Al di là di questo, tuttavia, c’è un motivo più profondo che gioca a favore di Ferrero: egli, alla fine, non è peggiore di altri, dal momento che la sua parabola è stata funzionale ad un sistema (il calcio professionistico) dove prosperano uomini capaci di tutto ed altri capaci di tutto il resto.
E quanti capitani d’industria in giacca e cravatta si sono poi rivelati bancarottieri provetti? Non pochi, certo, anche se per la maggior parte dei casi l’abito gessato ed i congiuntivi al posto giusto sono serviti a far scivolare nell’anonimato fior di mascalzoni con l’erre moscia ed il Ferrari intestato alla zia ottantenne.

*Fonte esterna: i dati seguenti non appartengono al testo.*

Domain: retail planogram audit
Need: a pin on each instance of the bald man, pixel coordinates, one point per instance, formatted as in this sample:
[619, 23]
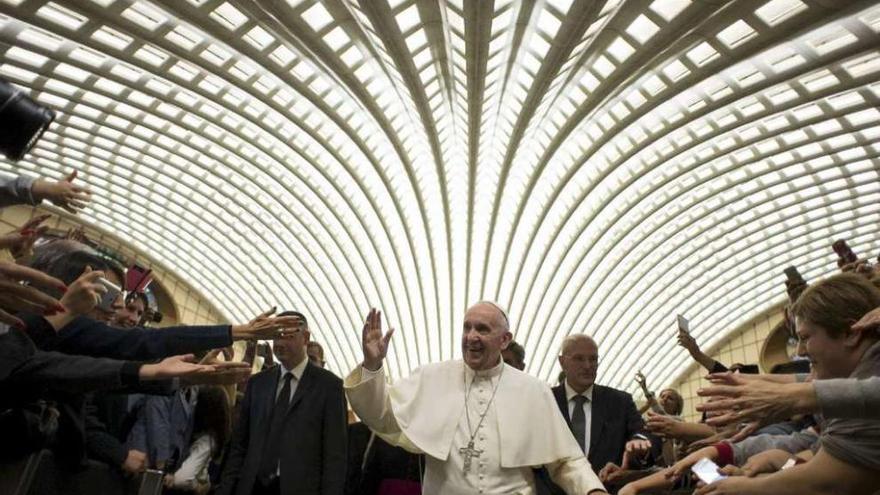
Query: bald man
[603, 420]
[474, 418]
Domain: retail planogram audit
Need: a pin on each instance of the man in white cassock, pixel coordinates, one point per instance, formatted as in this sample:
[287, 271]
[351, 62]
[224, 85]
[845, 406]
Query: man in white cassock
[483, 425]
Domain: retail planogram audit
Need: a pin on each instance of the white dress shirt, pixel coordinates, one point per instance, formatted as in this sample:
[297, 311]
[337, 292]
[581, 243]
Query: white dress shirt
[297, 372]
[588, 412]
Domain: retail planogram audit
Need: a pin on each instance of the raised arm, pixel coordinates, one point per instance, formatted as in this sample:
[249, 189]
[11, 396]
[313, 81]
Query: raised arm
[375, 345]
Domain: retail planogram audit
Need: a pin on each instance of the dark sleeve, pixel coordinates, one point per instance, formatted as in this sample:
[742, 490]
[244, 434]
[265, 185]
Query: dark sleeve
[74, 374]
[635, 425]
[335, 458]
[88, 337]
[16, 190]
[100, 444]
[237, 447]
[718, 368]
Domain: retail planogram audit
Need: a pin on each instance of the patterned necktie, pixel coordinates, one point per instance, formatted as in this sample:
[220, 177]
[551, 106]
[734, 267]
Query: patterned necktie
[579, 421]
[272, 454]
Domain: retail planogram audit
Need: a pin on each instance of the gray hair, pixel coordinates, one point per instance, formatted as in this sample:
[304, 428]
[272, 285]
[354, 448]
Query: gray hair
[574, 338]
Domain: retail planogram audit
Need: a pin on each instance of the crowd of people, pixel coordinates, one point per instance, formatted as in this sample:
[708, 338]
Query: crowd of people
[83, 376]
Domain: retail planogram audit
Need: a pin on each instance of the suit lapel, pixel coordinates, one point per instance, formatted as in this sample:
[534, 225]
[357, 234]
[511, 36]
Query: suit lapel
[306, 382]
[598, 414]
[267, 390]
[559, 393]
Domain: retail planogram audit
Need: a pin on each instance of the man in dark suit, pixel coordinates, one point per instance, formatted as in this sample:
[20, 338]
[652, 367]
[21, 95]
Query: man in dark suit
[603, 420]
[291, 431]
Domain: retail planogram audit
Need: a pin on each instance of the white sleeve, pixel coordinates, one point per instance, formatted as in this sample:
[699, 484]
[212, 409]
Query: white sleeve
[193, 467]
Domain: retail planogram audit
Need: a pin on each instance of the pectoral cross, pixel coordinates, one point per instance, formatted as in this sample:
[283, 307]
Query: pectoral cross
[469, 453]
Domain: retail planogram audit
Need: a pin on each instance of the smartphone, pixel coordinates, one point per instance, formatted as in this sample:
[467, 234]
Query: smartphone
[683, 324]
[794, 276]
[844, 251]
[109, 297]
[707, 471]
[137, 278]
[152, 482]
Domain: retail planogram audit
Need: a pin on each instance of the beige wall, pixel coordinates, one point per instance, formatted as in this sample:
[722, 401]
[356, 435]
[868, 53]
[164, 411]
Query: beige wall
[743, 346]
[190, 306]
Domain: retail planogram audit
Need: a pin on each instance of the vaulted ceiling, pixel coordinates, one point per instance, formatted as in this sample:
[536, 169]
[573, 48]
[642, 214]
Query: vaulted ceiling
[594, 166]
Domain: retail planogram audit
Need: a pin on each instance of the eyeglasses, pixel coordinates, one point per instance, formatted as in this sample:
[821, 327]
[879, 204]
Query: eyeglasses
[583, 359]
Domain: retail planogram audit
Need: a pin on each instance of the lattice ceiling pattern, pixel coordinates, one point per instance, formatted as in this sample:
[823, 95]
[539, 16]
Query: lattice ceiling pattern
[594, 166]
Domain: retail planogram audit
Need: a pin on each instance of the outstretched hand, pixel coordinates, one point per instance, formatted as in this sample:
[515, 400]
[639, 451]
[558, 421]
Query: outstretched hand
[375, 344]
[739, 400]
[268, 327]
[64, 193]
[17, 297]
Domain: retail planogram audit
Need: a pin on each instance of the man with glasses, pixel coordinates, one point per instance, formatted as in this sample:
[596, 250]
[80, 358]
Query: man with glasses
[291, 431]
[603, 420]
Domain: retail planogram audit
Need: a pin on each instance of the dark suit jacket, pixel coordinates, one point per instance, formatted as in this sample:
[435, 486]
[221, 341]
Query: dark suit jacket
[614, 421]
[313, 453]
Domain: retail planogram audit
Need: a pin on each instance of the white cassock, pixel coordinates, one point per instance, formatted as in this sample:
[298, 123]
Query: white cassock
[522, 428]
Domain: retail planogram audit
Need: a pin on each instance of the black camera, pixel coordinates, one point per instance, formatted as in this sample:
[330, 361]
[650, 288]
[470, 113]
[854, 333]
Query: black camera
[22, 121]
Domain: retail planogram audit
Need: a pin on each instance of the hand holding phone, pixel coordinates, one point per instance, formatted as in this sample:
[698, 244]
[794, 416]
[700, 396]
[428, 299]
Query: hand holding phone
[109, 297]
[707, 471]
[683, 324]
[844, 251]
[794, 276]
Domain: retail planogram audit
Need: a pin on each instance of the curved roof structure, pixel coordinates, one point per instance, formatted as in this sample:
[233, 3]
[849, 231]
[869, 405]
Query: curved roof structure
[593, 166]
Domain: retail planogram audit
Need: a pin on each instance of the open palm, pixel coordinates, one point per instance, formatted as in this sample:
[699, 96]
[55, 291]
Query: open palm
[374, 343]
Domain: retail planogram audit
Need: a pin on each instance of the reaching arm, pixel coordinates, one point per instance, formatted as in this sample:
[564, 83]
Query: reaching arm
[845, 398]
[822, 475]
[93, 338]
[16, 190]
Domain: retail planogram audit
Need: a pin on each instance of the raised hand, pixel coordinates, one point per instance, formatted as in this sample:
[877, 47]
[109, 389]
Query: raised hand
[268, 327]
[84, 293]
[741, 398]
[16, 297]
[224, 373]
[64, 193]
[20, 242]
[174, 366]
[375, 344]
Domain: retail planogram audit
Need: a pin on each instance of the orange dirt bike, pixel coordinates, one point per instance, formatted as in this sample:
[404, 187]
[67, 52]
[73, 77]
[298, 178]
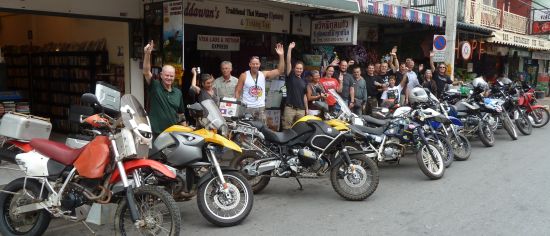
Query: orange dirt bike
[67, 183]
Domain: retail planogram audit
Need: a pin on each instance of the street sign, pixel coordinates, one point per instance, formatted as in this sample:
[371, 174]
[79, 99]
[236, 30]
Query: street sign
[439, 46]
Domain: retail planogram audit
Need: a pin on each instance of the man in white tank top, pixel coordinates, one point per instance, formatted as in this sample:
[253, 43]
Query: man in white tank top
[251, 85]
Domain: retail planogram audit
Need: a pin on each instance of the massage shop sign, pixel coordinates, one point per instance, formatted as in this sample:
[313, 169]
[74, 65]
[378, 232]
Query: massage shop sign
[237, 16]
[339, 31]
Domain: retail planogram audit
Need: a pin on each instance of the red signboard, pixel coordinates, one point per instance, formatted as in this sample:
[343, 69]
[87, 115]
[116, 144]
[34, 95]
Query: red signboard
[541, 27]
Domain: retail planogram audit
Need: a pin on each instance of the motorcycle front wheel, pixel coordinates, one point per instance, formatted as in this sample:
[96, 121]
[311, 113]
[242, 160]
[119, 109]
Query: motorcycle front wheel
[486, 134]
[461, 147]
[524, 125]
[225, 205]
[431, 166]
[159, 213]
[540, 117]
[258, 183]
[30, 223]
[509, 126]
[358, 182]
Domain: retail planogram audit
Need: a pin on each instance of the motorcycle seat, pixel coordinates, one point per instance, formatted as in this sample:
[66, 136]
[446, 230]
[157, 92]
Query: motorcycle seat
[369, 130]
[56, 151]
[375, 121]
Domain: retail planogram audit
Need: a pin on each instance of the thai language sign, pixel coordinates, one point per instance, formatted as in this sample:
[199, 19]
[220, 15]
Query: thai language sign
[236, 16]
[218, 43]
[341, 31]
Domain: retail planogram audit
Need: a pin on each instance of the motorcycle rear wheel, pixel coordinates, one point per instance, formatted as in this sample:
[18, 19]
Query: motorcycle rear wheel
[258, 183]
[11, 224]
[360, 184]
[434, 170]
[461, 147]
[509, 126]
[540, 117]
[155, 206]
[486, 134]
[226, 209]
[524, 125]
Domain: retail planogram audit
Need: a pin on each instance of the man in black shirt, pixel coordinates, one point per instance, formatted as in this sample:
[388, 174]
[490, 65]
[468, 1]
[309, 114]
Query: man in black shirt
[440, 76]
[296, 100]
[372, 92]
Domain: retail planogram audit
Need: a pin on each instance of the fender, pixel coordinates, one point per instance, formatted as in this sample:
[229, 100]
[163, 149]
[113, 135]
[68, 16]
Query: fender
[455, 121]
[210, 174]
[129, 166]
[24, 146]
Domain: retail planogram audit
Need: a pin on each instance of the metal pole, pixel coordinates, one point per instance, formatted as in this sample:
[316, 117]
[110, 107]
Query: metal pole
[450, 32]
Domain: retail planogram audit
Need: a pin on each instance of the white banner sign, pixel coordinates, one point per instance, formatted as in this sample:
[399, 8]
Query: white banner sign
[218, 43]
[237, 16]
[541, 15]
[341, 31]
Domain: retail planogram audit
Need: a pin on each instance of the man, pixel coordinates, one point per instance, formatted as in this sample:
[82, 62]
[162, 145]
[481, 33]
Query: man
[372, 81]
[440, 76]
[346, 81]
[165, 101]
[225, 84]
[296, 88]
[359, 97]
[251, 84]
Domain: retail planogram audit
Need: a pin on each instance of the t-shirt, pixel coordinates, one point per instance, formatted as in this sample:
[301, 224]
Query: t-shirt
[392, 93]
[330, 83]
[295, 90]
[441, 82]
[164, 106]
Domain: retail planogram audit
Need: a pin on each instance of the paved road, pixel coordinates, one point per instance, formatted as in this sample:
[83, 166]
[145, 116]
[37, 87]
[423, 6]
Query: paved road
[502, 190]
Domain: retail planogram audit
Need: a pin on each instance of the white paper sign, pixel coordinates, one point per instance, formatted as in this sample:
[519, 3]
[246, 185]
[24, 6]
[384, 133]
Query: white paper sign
[237, 16]
[218, 43]
[341, 31]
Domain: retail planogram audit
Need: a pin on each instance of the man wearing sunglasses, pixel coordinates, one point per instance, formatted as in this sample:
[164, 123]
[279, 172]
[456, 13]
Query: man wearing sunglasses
[251, 85]
[440, 76]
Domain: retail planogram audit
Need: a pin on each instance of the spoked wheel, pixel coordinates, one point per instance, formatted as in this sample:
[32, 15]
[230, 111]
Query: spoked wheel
[539, 117]
[159, 214]
[225, 205]
[430, 161]
[509, 126]
[524, 125]
[486, 134]
[31, 223]
[258, 183]
[461, 147]
[356, 182]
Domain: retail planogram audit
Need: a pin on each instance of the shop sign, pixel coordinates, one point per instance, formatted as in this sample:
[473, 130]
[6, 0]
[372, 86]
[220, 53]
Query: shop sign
[237, 16]
[541, 56]
[301, 25]
[218, 43]
[439, 46]
[338, 31]
[466, 50]
[541, 15]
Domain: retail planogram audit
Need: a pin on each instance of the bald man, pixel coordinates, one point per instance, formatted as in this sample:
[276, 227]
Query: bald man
[165, 100]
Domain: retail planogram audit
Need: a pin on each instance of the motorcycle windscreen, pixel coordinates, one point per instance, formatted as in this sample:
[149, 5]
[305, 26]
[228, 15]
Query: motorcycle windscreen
[343, 105]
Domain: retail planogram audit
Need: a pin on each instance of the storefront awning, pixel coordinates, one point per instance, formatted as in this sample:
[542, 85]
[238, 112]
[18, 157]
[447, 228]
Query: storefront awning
[519, 40]
[350, 6]
[401, 13]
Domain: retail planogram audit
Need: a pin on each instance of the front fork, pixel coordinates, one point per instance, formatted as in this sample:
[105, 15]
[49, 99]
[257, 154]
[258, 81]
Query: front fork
[134, 213]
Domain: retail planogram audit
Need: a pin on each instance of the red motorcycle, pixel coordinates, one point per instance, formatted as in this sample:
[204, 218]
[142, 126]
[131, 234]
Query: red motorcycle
[538, 115]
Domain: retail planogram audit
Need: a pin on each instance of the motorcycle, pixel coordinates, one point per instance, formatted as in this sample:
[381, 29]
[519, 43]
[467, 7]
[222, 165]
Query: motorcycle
[67, 183]
[224, 196]
[389, 141]
[309, 149]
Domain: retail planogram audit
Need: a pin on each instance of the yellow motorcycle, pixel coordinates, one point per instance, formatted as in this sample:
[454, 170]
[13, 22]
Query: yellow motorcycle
[224, 196]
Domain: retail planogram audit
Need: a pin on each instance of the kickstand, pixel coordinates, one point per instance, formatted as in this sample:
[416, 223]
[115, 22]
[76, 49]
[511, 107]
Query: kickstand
[88, 227]
[301, 187]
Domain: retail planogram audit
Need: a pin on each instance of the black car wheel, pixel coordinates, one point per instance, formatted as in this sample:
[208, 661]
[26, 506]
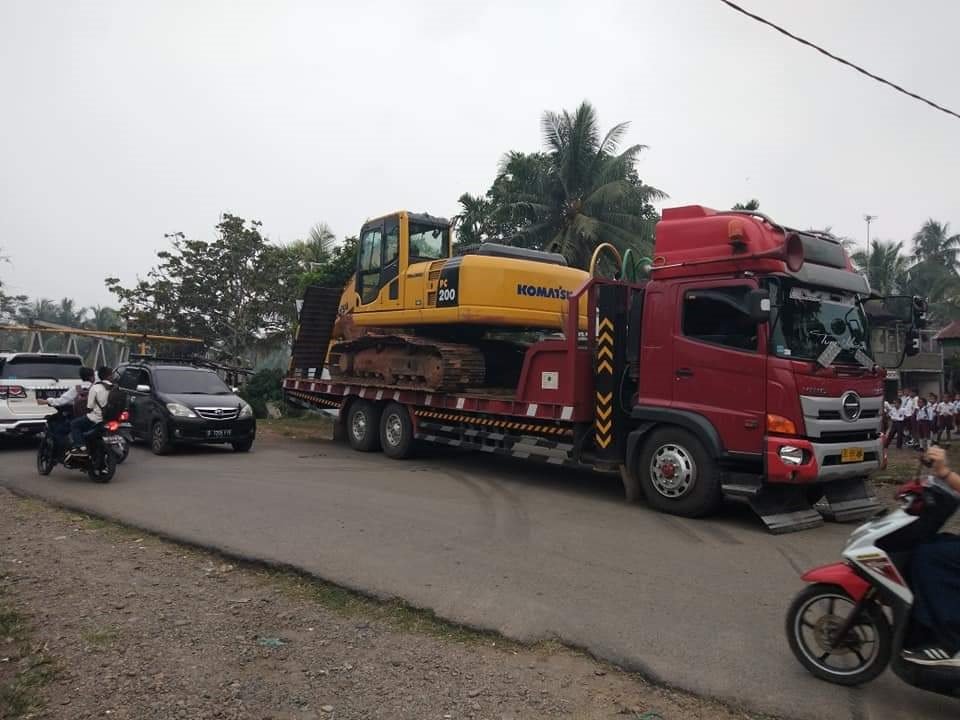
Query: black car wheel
[103, 466]
[159, 438]
[243, 445]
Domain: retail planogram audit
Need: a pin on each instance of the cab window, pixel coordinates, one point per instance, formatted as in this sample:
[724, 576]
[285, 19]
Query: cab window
[428, 242]
[370, 262]
[719, 316]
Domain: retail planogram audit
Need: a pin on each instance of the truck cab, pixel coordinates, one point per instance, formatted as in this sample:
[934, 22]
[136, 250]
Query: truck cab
[791, 395]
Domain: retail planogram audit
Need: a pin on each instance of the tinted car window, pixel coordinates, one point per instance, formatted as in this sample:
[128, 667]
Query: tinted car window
[189, 382]
[38, 368]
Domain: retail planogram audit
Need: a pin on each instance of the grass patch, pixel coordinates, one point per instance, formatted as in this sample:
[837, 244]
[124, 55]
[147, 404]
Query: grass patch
[28, 671]
[100, 637]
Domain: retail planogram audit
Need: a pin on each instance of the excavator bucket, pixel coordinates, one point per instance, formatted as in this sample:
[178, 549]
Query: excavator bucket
[847, 500]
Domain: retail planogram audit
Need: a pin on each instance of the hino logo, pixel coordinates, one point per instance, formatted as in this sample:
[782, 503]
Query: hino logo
[850, 406]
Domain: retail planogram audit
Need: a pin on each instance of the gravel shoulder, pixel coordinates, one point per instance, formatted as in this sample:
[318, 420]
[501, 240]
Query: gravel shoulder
[97, 620]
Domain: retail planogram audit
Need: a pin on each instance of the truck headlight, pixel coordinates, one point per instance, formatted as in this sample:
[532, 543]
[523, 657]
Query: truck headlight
[179, 410]
[791, 455]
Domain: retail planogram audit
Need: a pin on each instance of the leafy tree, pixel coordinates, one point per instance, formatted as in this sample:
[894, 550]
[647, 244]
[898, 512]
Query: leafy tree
[886, 267]
[582, 191]
[235, 292]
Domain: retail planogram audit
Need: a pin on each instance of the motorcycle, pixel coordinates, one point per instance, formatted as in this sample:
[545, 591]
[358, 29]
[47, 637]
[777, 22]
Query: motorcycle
[106, 448]
[839, 627]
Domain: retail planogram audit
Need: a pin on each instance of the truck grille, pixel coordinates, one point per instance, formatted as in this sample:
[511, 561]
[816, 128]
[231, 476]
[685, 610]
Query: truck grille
[218, 413]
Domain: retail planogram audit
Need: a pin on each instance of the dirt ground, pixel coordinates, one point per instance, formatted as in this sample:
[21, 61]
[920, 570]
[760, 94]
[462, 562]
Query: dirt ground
[102, 621]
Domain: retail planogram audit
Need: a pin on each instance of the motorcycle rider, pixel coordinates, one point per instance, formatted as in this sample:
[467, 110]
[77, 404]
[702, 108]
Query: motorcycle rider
[935, 578]
[96, 401]
[69, 399]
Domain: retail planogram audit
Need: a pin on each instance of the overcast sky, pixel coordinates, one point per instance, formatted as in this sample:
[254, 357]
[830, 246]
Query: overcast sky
[121, 121]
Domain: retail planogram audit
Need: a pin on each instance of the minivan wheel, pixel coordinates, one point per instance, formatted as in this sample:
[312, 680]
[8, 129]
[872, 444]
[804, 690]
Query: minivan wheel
[159, 438]
[363, 424]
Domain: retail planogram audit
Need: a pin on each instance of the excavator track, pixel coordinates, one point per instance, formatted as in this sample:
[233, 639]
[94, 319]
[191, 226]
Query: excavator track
[407, 362]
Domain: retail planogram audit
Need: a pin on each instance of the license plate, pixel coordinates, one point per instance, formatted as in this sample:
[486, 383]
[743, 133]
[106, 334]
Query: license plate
[851, 455]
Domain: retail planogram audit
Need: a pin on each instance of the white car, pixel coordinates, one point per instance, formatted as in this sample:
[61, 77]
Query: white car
[26, 380]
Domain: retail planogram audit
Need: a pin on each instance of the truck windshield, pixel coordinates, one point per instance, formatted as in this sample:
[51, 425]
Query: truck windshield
[811, 319]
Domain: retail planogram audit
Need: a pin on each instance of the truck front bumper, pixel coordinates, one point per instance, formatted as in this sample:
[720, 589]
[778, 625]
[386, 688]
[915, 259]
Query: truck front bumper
[822, 462]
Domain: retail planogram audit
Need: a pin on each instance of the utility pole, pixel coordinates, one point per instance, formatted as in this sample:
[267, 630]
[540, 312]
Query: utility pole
[869, 219]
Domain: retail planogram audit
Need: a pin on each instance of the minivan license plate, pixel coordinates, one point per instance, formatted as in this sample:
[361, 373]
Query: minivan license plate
[851, 455]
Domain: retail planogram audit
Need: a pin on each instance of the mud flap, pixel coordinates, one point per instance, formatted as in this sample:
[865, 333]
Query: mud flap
[784, 508]
[846, 500]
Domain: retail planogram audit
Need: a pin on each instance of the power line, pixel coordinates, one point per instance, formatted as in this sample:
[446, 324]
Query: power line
[840, 60]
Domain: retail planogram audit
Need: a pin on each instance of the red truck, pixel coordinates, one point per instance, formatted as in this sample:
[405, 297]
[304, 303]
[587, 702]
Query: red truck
[741, 369]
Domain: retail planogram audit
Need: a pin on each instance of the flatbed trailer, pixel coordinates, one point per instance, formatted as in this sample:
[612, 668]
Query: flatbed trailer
[688, 406]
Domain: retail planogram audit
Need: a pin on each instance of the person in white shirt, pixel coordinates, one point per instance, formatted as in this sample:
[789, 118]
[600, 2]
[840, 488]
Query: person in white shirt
[96, 401]
[70, 396]
[896, 426]
[944, 417]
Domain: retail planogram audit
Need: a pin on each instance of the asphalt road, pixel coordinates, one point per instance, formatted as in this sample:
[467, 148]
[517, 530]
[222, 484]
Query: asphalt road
[529, 551]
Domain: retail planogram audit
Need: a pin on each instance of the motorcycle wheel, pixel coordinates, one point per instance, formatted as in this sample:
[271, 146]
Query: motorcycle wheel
[45, 460]
[124, 450]
[102, 467]
[819, 611]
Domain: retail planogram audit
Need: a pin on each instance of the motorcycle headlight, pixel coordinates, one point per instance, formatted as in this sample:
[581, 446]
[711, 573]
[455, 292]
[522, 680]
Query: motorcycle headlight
[179, 410]
[791, 455]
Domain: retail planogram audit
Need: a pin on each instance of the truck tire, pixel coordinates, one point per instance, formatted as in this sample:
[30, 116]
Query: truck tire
[396, 431]
[363, 423]
[677, 474]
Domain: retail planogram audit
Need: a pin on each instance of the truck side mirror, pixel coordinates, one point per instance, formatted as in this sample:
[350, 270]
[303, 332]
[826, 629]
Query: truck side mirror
[912, 342]
[758, 305]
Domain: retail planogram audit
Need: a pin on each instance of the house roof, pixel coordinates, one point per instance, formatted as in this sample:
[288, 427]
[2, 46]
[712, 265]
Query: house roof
[950, 332]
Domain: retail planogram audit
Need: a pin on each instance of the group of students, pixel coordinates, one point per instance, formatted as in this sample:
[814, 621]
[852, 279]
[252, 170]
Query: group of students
[916, 421]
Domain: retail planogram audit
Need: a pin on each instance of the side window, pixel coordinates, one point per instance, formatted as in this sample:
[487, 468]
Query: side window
[370, 263]
[128, 379]
[719, 316]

Eh, siamo onesti, mica tutti fanno lo show allo stadio con la bandiera avvolta come una kefiah intorno alla capoccia!
Ecco perché alla fine, a me dispiace che abbiano sgamato il buon Viperetta: in fondo, fra tanti corsari allevati dal jet set, un morto di fame che ce l’aveva fatta ci stava pure bene e nessuno venga a dirmi che le mandrakate fatte da un borgataro sono per qualche ragione più riprovevoli ed illecite di quelle dei colletti bianchi, perché sarebbe come offendere la legge, l’intelligenza e l’onestà intellettuale.
Quindi, se è giusto che alla fine si siano bevuti Ferrero (e pure col cannuccione, come si dice a Roma), non è giusto che l’ipocrisia collettiva di questo nostro Paese, puritano e perbenista ma solo in pubblico, ne faccia l’emblema del malaffare e della disonestà: il Viperetta è solo uno dei tanti, ma almeno ha la simpatia e la lealtà per non pretendere di fingersi diverso da ciò che è sempre stato.
Per questo, caro Ferrero, ti stringo la mano: in fondo, al posto tuo molti avrebbero fatto molto peggio di te.